An untagged PDF is the document equivalent of a web page with no HTML structure — just a flat stream of text with no headings, no landmarks, and no navigation.

Fix: Document

Remediating an untagged PDF requires adding a complete tag structure. The approach depends on whether you have the source file.

Option A: Remediate from the Source File (Recommended)

If you have the original Word, PowerPoint, or InDesign file:

  1. Open the source document.
  2. Ensure proper structure: use heading styles (Heading 1, 2, 3), list formatting, table headers, and alt text on images.
  3. Export to PDF with accessibility tags enabled:
    • Word: File → Save As → PDF → Options → check "Document structure tags for accessibility"
    • PowerPoint: File → Save As → PDF → Options → check "Document structure tags for accessibility"
    • InDesign: File → Export → Adobe PDF → check "Create Tagged PDF"
  4. Verify the output with Adobe Acrobat's Accessibility Checker or PAC 2024.

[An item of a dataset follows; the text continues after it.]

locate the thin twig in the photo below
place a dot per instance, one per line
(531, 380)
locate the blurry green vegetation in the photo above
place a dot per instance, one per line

Option B: Tag the PDF Directly

If the source file is unavailable:

  1. Open the PDF in Adobe Acrobat Pro.
  2. Go to Accessibility → Autotag Document for an initial automated pass.
  3. Review and correct the auto-generated tags:
    • Open the Tags panel (View → Show/Hide → Navigation Panes → Tags)
    • Verify headings are tagged as <H1>, <H2>, etc.
    • Verify reading order matches visual layout
    • Add alt text to all informational images
    • Mark decorative images as artifacts
    • Tag tables with header cells
  4. Set the document title and language in Document Properties.
  5. Run the full accessibility check: Accessibility → Full Check.

Option C: Use OctoComply Document Remediation

For Professional tier subscribers, OctoComply can process documents through the AI-assisted remediation pipeline, which automates much of the tagging work for standard document types.

Standard Reference

WCAG 2.1 Success Criterion 1.3.1 — Info and Relationships, Level A

Information, structure, and relationships conveyed through presentation can be programmatically determined or are available in text.